Estimation of thermal effect of different busbars materials on prismatic Li-ion batteries based on artificial neural networks

YETİK Ö., Karakoc T. H.

Journal of Energy Storage, vol.38, 2021 (SCI-Expanded) identifier identifier

  • Publication Type: Article / Article
  • Volume: 38
  • Publication Date: 2021
  • Doi Number: 10.1016/j.est.2021.102543
  • Journal Name: Journal of Energy Storage
  • Journal Indexes: Science Citation Index Expanded (SCI-EXPANDED), Scopus, Compendex, INSPEC
  • Keywords: Numerical thermal analysis, Forced air cooling, Artificial neural network, Lithium-ion battery module, PHASE-CHANGE MATERIALS, MANAGEMENT-SYSTEM, MODULE, PERFORMANCE, COMPOSITE, PACK
  • Eskisehir Osmangazi University Affiliated: Yes


© 2021 Elsevier LtdThe need for energy is incrementally growing with the increasing population and developing industry.
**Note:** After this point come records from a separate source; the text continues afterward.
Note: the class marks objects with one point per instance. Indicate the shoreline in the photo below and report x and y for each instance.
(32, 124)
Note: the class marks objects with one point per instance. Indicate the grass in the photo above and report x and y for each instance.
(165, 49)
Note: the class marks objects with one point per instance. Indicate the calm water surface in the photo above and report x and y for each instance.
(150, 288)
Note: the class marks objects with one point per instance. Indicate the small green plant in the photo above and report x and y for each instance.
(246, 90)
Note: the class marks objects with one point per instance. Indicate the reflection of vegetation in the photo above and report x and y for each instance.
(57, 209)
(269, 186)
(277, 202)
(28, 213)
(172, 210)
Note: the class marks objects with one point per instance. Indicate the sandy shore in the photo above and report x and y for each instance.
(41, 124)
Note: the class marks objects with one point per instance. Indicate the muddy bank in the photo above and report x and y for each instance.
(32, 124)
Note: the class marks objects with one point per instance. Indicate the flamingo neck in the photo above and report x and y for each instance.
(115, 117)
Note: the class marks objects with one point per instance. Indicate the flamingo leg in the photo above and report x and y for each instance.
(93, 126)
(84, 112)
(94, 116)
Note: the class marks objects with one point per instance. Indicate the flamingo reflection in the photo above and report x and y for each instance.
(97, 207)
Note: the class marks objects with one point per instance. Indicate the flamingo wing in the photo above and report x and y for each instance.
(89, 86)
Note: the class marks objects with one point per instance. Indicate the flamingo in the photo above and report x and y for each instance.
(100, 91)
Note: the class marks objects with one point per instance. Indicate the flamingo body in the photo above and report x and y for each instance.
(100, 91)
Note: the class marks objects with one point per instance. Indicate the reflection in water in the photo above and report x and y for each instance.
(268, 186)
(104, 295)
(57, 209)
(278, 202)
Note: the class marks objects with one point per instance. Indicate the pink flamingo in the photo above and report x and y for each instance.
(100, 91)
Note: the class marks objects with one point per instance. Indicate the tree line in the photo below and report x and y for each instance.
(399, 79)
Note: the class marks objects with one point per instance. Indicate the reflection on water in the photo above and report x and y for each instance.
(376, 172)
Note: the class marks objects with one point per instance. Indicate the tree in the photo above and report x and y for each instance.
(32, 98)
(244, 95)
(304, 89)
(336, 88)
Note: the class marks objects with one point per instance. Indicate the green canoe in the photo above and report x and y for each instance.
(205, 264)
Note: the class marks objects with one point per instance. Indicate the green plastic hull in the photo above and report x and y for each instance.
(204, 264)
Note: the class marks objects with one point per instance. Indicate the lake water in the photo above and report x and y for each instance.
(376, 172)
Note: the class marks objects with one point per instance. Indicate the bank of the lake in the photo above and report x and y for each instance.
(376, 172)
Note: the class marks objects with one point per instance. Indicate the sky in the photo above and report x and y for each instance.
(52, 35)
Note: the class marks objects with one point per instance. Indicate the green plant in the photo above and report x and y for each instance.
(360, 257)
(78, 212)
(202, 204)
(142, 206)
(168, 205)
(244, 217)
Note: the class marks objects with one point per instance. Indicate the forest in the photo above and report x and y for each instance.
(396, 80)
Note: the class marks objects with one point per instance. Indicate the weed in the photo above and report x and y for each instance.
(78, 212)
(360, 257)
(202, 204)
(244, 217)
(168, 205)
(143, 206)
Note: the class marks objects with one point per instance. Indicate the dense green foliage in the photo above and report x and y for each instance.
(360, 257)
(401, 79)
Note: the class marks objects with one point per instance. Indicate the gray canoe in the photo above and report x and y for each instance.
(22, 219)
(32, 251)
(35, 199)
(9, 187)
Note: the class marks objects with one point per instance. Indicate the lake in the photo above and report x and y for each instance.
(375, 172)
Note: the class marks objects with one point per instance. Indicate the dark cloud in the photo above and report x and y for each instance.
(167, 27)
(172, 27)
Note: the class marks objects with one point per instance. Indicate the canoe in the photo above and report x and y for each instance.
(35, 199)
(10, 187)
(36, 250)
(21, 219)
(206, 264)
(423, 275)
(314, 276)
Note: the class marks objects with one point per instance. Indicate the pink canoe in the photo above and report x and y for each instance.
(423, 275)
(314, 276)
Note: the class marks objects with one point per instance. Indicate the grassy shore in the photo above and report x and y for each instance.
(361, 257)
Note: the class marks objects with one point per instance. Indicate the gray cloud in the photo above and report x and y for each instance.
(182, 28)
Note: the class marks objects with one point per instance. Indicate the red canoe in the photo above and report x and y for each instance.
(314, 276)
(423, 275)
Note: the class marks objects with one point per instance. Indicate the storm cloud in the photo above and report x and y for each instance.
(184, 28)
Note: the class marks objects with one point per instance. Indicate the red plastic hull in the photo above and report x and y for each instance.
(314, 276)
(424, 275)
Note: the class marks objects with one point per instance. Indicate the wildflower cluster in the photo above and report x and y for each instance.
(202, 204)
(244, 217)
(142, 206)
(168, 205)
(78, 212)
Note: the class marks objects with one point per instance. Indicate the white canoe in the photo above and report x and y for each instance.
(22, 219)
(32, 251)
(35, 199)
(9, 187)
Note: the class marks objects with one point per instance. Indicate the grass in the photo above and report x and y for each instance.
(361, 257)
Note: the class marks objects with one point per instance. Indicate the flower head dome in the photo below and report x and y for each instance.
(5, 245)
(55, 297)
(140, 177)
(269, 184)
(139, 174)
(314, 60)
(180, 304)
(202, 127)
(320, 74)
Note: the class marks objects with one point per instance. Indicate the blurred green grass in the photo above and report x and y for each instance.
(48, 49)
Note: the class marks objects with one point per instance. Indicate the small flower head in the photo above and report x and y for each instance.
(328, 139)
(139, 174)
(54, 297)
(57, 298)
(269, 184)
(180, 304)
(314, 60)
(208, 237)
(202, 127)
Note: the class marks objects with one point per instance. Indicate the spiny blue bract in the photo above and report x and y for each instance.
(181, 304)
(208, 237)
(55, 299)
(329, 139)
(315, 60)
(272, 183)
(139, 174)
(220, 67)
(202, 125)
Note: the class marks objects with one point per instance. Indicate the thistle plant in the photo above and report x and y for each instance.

The reserves of fossil fuels such as diesel fuel and gasoline are close to depletion, and the environmental factors of these fuels are also negative. For these reasons, the shift from alternative energy sources to electric vehicles is accelerating. The most important parameter in the design of electric vehicles is the storage capacity of this energy. The heat generated during the charging and discharging of batteries used in these vehicles affects the lifespan and performance of the batteries. In addition, in an increasingly competitive environment, it is vital to obtain this information correctly in a short time. In this study, the way battery modules are affected by changing the busbar material of 10 series-connected prismatic batteries, different air velocity, and different air temperature values were evaluated and estimation was made by using Artificial Neural Networks (ANN) to reach the correct data in a short time. Silver, nickel, and steel were chosen as busbar materials. The best result was achieved with a silver (due to keeping the battery module at the lowest temperature). Evaluations were made at 1.0-1.5-2.0 and 2.5 C ratios, 1-2 m/s air inlet speeds, and 295-300 K air inlet temperatures. The estimation of the data was also carried out with the help of ANN. ANN algorithms BR-LM-CGP and SCG algorithms were evaluated. The best algorithm BR-16 was found. The R2 value of BR-16 was 0.995886, the CoV value was 0.005168 and the RMSE value was 0.011295.